Street wise

The star-crossed lovers set to hip-hop.

Hip-hop choreographer Rennie Harris makes dances as celebration of the human spirit. Puremovement, his 10-member company just ended a two-weekend run at On the Boards. When Harris walked onto the stage to introduce himself, he became a symbol too, of all the recent turmoil at OTB. Artistic director Mark Murphy (who usually plays the host), along with managing director Sara Pasti, were fired two weeks ago for reasons the board of directors still refuses to divulge. Since then, Murphy’s national and local supporters have been waging passionate campaigns to reinstate him. On Harris’ opening night, a boisterous rally of close to 100 supporters marched around OTB’s entrance with drums, whistles, and signs. The band not only handed out campaign information, they also unwittingly set the stage for Harris’ brand of passionate dance performance.

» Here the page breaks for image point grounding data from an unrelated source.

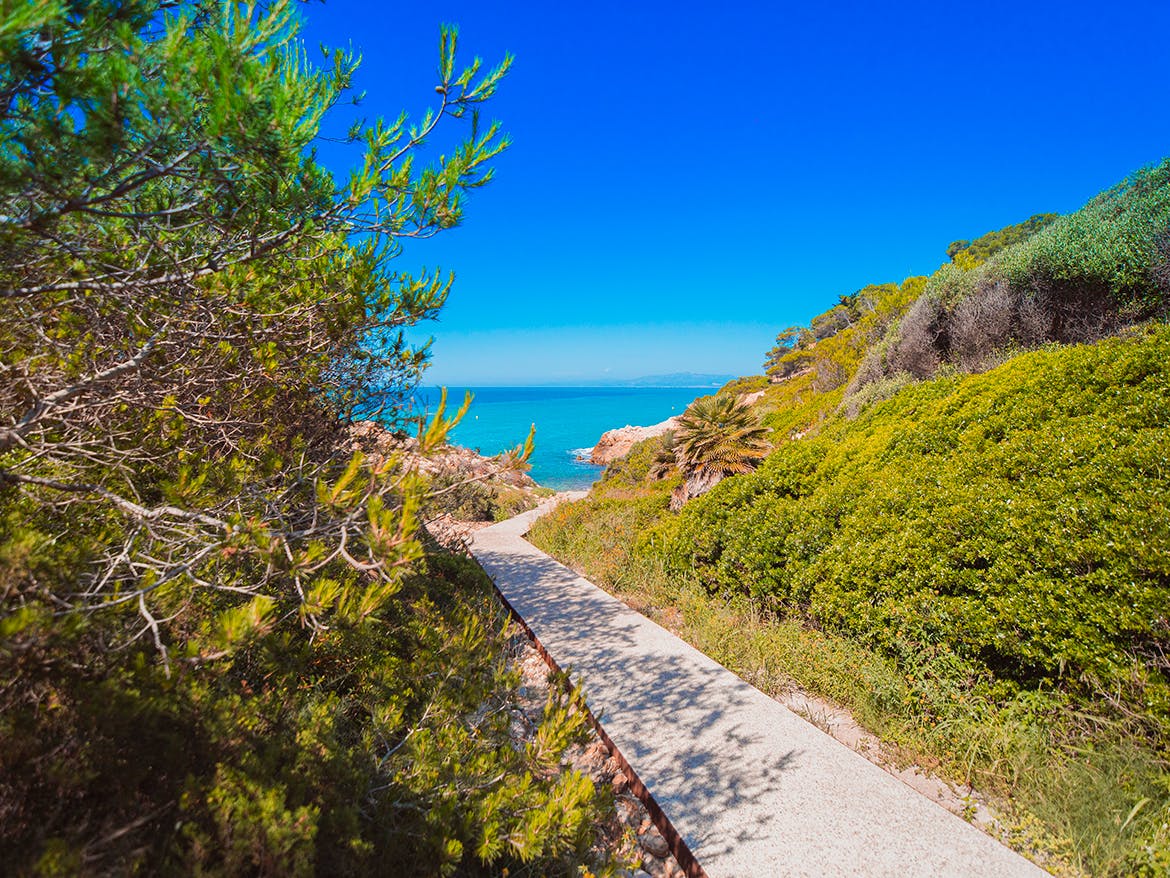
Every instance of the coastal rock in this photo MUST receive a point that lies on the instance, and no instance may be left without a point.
(617, 443)
(379, 443)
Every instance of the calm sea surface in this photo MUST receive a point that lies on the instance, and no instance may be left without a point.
(569, 422)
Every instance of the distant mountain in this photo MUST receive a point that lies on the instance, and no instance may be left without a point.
(674, 379)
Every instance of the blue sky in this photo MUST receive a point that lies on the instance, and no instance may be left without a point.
(687, 179)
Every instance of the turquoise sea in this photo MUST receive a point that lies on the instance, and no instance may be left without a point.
(569, 422)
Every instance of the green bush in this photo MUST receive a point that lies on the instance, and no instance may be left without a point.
(1016, 520)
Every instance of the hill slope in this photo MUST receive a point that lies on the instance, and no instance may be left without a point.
(968, 500)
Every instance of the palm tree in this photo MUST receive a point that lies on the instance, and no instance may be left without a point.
(663, 462)
(715, 438)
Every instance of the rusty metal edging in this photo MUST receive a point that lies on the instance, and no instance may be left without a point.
(679, 848)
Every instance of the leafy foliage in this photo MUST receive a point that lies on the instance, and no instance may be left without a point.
(221, 647)
(716, 437)
(971, 253)
(979, 528)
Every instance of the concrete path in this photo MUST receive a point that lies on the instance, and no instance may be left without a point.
(750, 787)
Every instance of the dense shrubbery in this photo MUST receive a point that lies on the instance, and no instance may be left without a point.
(1080, 278)
(1011, 519)
(984, 247)
(1000, 540)
(956, 498)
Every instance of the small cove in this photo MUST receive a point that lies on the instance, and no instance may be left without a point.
(569, 422)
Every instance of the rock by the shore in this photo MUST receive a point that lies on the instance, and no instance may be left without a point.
(376, 440)
(617, 443)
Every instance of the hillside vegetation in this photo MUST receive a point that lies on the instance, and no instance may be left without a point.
(962, 532)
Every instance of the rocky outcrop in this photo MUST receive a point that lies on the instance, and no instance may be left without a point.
(379, 443)
(617, 443)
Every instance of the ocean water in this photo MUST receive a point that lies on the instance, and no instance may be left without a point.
(569, 422)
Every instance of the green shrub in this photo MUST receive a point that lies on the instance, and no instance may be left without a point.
(1016, 520)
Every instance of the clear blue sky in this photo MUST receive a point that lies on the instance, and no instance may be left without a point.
(689, 178)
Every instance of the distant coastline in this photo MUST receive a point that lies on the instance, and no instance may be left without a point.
(569, 422)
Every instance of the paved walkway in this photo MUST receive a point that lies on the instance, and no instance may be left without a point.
(750, 787)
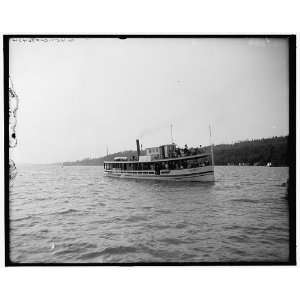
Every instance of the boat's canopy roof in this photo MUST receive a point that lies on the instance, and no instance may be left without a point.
(160, 160)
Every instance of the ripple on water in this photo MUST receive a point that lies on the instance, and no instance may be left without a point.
(243, 216)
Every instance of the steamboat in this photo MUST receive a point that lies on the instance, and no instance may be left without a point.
(166, 162)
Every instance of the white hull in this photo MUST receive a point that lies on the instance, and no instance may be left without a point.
(201, 174)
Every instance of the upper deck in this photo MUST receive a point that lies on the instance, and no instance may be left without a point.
(200, 155)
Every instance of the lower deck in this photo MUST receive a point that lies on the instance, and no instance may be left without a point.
(203, 173)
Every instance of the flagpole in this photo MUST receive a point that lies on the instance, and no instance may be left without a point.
(211, 147)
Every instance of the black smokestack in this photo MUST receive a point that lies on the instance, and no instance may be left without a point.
(138, 147)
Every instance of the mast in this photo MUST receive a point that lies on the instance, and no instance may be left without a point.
(211, 147)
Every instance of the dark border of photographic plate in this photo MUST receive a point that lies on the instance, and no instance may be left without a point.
(291, 150)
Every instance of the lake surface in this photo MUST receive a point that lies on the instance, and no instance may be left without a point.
(75, 215)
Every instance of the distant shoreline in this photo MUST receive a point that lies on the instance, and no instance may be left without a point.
(257, 152)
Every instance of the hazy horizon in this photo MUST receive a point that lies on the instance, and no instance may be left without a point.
(79, 96)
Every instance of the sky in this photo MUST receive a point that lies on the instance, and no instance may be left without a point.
(79, 96)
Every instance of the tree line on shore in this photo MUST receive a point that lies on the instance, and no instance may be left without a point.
(257, 152)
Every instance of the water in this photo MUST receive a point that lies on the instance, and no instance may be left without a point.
(75, 215)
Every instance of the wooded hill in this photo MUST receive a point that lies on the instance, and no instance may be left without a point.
(251, 152)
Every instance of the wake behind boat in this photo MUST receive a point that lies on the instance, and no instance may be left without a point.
(166, 162)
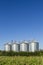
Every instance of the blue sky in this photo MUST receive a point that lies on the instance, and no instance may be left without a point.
(21, 20)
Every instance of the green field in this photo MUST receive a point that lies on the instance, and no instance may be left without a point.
(21, 60)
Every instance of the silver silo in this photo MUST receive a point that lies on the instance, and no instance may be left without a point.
(24, 46)
(33, 46)
(7, 47)
(15, 47)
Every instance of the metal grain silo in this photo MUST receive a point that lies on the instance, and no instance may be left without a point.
(15, 47)
(7, 47)
(33, 46)
(24, 46)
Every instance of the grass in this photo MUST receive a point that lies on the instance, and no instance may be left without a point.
(21, 60)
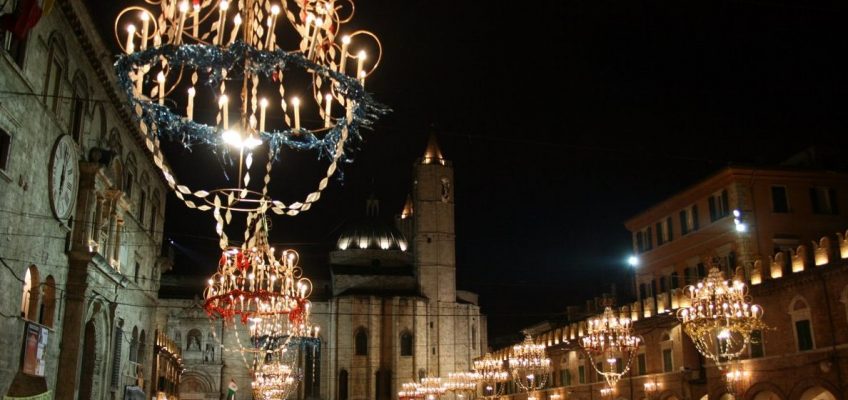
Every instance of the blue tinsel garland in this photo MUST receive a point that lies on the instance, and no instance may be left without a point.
(213, 59)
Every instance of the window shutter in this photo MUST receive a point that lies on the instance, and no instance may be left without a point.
(659, 234)
(695, 217)
(712, 209)
(670, 229)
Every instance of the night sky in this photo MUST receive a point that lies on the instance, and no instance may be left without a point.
(562, 119)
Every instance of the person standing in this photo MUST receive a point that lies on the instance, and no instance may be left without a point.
(231, 390)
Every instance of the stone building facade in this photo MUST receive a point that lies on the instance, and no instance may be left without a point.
(790, 250)
(81, 212)
(391, 312)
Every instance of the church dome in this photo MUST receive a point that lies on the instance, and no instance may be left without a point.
(371, 233)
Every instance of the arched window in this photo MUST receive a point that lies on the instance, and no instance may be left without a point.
(129, 177)
(193, 340)
(116, 351)
(406, 343)
(360, 340)
(79, 108)
(666, 346)
(48, 302)
(55, 72)
(343, 385)
(133, 345)
(142, 347)
(802, 324)
(154, 212)
(142, 200)
(29, 301)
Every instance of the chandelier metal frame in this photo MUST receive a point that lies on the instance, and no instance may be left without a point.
(529, 365)
(720, 318)
(610, 337)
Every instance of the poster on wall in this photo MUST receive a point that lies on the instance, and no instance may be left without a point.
(35, 347)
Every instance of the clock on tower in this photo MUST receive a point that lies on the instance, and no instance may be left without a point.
(64, 177)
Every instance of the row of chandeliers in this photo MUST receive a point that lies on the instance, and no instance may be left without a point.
(720, 319)
(187, 65)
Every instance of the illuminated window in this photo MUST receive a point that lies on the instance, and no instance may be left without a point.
(47, 312)
(406, 344)
(360, 342)
(689, 219)
(719, 204)
(802, 325)
(29, 301)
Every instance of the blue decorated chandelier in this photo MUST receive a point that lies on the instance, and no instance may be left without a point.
(244, 76)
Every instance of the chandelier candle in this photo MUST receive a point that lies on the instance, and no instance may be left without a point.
(130, 48)
(145, 28)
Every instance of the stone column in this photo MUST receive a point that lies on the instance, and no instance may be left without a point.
(116, 252)
(73, 328)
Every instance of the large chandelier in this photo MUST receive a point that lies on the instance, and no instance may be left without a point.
(720, 317)
(460, 382)
(242, 74)
(431, 388)
(491, 372)
(529, 365)
(409, 391)
(274, 381)
(609, 339)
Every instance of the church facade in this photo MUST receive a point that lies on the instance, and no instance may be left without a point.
(392, 314)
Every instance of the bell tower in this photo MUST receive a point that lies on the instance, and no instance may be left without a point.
(433, 227)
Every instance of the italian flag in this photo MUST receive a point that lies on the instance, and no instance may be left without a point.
(24, 17)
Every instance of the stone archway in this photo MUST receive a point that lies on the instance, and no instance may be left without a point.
(196, 385)
(95, 347)
(817, 393)
(89, 357)
(767, 395)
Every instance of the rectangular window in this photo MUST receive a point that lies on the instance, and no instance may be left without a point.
(642, 364)
(141, 207)
(823, 200)
(779, 199)
(5, 149)
(805, 335)
(719, 205)
(643, 240)
(77, 119)
(689, 219)
(128, 185)
(54, 85)
(668, 366)
(757, 347)
(664, 231)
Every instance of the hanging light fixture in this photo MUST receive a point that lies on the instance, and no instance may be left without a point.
(720, 317)
(461, 382)
(243, 74)
(610, 344)
(431, 388)
(492, 374)
(530, 365)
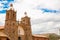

Rennie Harris Puremovement

On the Boards, May 6-16


The evening began with Rome and Jewels, Harris’ reinterpretation of the traditional ballet Romeo and Juliet. In some form or another, Shakespeare’s romantic tale of two star-crossed lovers exists in the repertory of nearly every major ballet company. Although the first recorded version appeared in 1811, many contemporary interpretations (more than 80) are based on Leonid Lavrosky’s romantic, mime-laden Romeo I Dzhulietta, choreographed for the Kirov Ballet in 1940. Yet stylistic interpretations of the Bard’s late-16th-century tale vary. British choreographer Kenneth MacMillan’s version is restrained and private; German-born John Neumeier forayed into budding sexuality; French choreographer Angelin Preljocaj deconstructed the tale as a savage take on the modern police state; Francis Patrelle’s Romeo highlights children as victims of family feuds and social clashes; and in June, Pacific Northwest Ballet will perform Kent Stowell’s religious rendition.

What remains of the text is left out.